«Les femmes se jouent avec plus de facilité que les hommes du style épistolaire; elles ont moins d'art, mais plus de naturel. Les mêmes doigts qui savent ourdir avec dextérité un fil délicat manient aussi la plume avec une égale habileté. Je t'en prends à témoin, aimable Sévigné; et je chanterais tes louanges si je pouvais t'emprunter ton style enchanteur, dont l'éclat est si pur, la grâce si parfaite, qui recèle tant d'esprit et de finesse sous une apparente simplicité. Tes lettres coulent sous ta plume avec tant de rapidité que tu sembles plutôt les transcrire que les composer[ [231].»
On ne peut douter que madame de Sévigné ne trouvât dans cette facilité même un attrait pour nouer des correspondances avec des personnes dont l'esprit lui plaisait. Diverses lettres d'elle qu'on a retrouvées le démontrent, entre autres les quatre lettres à son cousin de Coulanges, écrites vers le temps dont nous nous sommes occupé et qui furent publiées les premières après celles de Bussy[ [232].
Quoiqu'il ne nous reste aucune lettre de madame de Sévigné au cardinal de Retz, nous apprenons, par plusieurs de celles qu'elle écrivit à sa fille, que sa correspondance avec cet homme éminent était au moins aussi fréquente que celle qu'elle entretenait avec Bussy; et cela est confirmé par les lettres de Bussy à ce dernier. Si Retz se tenait dans sa retraite de Commercy, c'est qu'il avait formé l'honorable résolution de vivre économiquement, pour payer ses dettes; et s'il ne jugeait pas à propos de paraître à la cour, ce n'est pas qu'il en fût exclu. Retz avait plusieurs fois écrit au roi pour le féliciter sur le rétablissement de sa santé et sur les victoires qu'il avait remportées; et Retz avait reçu du roi des réponses aimables et gracieuses. L'intérêt de l'État et le soleil de la gloire avaient dissipé tous les nuages qu'auraient pu soulever de fâcheuses réminiscences sur cet ancien chef de la Fronde. Les services qu'il avait rendus dans le conclave et la part qu'il avait eue dans l'élection de Clément IX avaient achevé de faire connaître tout ce qu'on pouvait espérer de son habileté, de son zèle et de la confiance qu'on avait en lui[ [233]. Aussi, dès qu'on eut reçu la nouvelle que Clément IX, après avoir occupé pendant dix-huit mois seulement le trône de saint Pierre, avait terminé ses jours, Louis XIV se hâta d'envoyer un courrier à Commercy pour réclamer le secours du cardinal de Retz, qui partit de nouveau pour Rome et exerça pour l'élection de Clément X la même influence que pour la nomination de Clément IX[ [234].
Dans l'année qui précéda ce prompt départ de Retz pour Rome, madame de Sévigné lui avait écrit pour lui recommander Corbinelli, qui, alors exilé avec Vardes dans le midi de la France, écrivait fréquemment à Bussy de longues lettres, entremêlées de nombreuses citations d'Horace et d'autres auteurs anciens[ [235]. Madame de Sévigné, qui savait que Retz jouissait de nouveau d'un assez grand crédit, l'avait aussi prié de ne point prendre parti contre le maréchal d'Albret dans un procès que celui-ci avait avec la trop fameuse duchesse de Châtillon, qui s'était remariée, en 1664, à Christian-Louis, duc de Mecklembourg.

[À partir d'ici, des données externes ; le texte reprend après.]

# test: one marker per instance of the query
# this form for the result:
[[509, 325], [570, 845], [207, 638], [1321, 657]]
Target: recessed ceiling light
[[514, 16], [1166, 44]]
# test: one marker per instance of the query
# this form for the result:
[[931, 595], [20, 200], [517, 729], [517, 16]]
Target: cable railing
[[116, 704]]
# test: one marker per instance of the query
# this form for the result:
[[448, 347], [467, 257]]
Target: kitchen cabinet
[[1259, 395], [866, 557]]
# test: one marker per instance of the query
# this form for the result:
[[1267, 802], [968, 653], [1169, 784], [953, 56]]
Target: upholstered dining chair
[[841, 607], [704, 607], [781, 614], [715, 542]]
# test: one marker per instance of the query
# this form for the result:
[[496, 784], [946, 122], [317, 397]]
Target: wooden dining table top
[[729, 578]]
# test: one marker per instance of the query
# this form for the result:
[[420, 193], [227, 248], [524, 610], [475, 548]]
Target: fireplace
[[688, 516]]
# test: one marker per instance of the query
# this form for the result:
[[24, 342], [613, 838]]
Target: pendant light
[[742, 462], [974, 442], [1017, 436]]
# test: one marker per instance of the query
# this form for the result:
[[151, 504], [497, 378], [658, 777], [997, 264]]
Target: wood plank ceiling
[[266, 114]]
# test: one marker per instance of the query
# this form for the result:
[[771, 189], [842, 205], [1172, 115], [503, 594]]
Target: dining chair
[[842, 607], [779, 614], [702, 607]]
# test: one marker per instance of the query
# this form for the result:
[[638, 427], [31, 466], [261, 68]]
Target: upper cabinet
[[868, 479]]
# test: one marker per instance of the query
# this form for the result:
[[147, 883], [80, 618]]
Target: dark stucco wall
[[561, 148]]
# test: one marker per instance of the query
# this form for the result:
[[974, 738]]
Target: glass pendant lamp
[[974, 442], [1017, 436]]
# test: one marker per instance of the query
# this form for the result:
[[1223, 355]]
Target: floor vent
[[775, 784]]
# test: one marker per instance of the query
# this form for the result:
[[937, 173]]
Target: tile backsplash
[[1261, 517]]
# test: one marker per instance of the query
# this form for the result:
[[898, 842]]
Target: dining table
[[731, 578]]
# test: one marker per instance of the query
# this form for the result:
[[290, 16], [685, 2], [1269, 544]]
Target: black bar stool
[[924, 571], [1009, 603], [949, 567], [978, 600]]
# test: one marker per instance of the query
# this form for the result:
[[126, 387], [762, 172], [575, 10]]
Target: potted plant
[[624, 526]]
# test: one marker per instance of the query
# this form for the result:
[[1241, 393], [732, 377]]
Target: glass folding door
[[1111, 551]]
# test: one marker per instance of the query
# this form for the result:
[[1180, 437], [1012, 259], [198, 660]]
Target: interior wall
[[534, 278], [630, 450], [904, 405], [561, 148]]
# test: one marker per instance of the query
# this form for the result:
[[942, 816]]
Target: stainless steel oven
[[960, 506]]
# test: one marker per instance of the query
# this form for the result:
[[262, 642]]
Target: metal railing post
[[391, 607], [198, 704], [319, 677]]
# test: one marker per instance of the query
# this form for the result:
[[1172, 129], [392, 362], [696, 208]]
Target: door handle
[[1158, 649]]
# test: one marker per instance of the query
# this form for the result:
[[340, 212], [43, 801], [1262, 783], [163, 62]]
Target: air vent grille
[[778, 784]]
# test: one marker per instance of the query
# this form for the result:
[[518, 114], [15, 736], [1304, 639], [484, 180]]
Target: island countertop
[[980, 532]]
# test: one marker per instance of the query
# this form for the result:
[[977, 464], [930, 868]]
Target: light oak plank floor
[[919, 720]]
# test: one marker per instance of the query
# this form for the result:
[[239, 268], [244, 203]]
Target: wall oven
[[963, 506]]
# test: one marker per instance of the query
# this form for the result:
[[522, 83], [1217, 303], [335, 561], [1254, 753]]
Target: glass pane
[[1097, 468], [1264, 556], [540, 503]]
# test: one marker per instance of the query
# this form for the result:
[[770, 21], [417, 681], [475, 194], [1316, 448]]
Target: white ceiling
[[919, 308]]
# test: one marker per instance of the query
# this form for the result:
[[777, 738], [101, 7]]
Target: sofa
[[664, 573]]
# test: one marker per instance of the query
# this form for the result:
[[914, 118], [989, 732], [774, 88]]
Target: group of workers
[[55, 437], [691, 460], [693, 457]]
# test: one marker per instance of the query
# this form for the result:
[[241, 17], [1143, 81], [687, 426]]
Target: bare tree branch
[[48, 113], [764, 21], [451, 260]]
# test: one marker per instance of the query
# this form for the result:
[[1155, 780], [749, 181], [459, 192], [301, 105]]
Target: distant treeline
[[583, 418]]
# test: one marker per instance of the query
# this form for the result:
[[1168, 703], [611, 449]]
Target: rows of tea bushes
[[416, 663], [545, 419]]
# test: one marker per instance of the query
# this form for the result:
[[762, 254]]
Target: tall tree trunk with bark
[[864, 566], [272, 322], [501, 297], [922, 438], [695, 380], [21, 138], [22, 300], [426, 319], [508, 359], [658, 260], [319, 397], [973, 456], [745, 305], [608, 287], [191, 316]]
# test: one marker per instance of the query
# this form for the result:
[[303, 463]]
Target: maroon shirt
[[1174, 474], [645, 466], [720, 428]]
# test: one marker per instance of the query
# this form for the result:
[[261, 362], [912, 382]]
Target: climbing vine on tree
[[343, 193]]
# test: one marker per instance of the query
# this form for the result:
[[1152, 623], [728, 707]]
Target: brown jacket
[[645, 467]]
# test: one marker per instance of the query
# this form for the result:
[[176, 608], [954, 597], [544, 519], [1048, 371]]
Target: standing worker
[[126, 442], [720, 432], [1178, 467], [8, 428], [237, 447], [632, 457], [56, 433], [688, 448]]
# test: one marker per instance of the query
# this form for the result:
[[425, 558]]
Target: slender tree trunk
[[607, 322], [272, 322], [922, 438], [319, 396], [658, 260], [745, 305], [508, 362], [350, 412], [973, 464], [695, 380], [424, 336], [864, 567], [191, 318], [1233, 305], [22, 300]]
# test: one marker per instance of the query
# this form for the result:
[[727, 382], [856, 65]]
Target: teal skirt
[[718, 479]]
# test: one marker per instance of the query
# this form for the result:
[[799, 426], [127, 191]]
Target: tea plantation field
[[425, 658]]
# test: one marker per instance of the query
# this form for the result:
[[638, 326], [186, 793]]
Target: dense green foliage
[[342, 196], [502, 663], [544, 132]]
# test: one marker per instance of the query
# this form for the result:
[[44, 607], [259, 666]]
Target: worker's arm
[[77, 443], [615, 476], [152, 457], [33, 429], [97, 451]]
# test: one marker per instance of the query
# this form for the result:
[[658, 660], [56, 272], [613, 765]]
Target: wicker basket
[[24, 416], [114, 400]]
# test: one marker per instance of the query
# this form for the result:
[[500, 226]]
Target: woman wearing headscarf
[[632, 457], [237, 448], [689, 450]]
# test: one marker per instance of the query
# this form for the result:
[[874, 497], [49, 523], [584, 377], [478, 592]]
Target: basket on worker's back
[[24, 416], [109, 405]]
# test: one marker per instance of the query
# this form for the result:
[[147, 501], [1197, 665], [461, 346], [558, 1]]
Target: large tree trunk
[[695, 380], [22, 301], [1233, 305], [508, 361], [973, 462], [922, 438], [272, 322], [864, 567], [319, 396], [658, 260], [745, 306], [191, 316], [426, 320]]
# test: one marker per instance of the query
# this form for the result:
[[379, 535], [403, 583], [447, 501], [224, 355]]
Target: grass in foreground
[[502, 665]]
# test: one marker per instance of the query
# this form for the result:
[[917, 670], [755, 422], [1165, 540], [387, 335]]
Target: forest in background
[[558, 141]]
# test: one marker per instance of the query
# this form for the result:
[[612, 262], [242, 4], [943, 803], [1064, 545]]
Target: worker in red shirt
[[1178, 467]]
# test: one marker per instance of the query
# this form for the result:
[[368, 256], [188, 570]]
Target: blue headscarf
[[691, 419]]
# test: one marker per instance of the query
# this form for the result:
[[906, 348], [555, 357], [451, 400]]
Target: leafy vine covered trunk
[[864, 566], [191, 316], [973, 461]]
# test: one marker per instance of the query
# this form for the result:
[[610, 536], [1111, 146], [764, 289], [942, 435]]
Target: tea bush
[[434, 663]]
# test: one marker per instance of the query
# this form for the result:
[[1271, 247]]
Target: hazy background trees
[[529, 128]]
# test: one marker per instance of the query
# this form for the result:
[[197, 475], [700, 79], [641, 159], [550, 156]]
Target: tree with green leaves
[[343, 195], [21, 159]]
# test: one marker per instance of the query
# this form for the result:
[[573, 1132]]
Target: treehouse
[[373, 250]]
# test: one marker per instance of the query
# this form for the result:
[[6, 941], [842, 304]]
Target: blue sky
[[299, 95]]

Il était naturel que madame de Sévigné prît plus d'intérêt au maréchal d'Albret qu'à la duchesse de Mecklembourg, à cause de l'amitié qu'elle avait pour lui et aussi parce qu'il avait épousé une sœur de M. de Guénégaud[ [236]. Retz répondit à madame de Sévigné qu'il avait été trompé par un faussaire dans l'affaire de Corbinelli, et que c'était ce faussaire qui avait profité de la recommandation faite pour le protégé de madame de Sévigné. Retz, qui a montré tant de capacité et de finesse dans les négociations comme chef de parti ou dans les commissions qui lui furent données par le roi, a cependant prouvé que, dans les grandes comme dans les petites affaires, il était facile à tromper: il fut presque toujours dupe des femmes qu'il croyait séduire, et la victime des trames qu'il avait ourdies au profit de son ambition personnelle. Comme il était ami chaud et sincère, il se montra désolé de ce qui lui était arrivé dans cette circonstance. «Vous ne pouvez vous imaginer, écrit-il à madame de Sévigné, le chagrin que cela m'a donné. J'y remédierai par le premier ordinaire avec toute la force qui me sera possible.» Sa lettre commençait ainsi: «Si les intérêts de madame de Mecklembourg et de M. le maréchal d'Albret vous sont indifférents, madame, je solliciterai pour le cavalier, parce que je l'aime quatre fois plus que la dame; si vous voulez que je sollicite pour la dame, je le ferai de très-bon cœur, parce que je vous aime quatre millions de fois plus que le cavalier; si vous m'ordonnez la neutralité, je la garderai; enfin parlez, et vous serez ponctuellement obéie[ [237].»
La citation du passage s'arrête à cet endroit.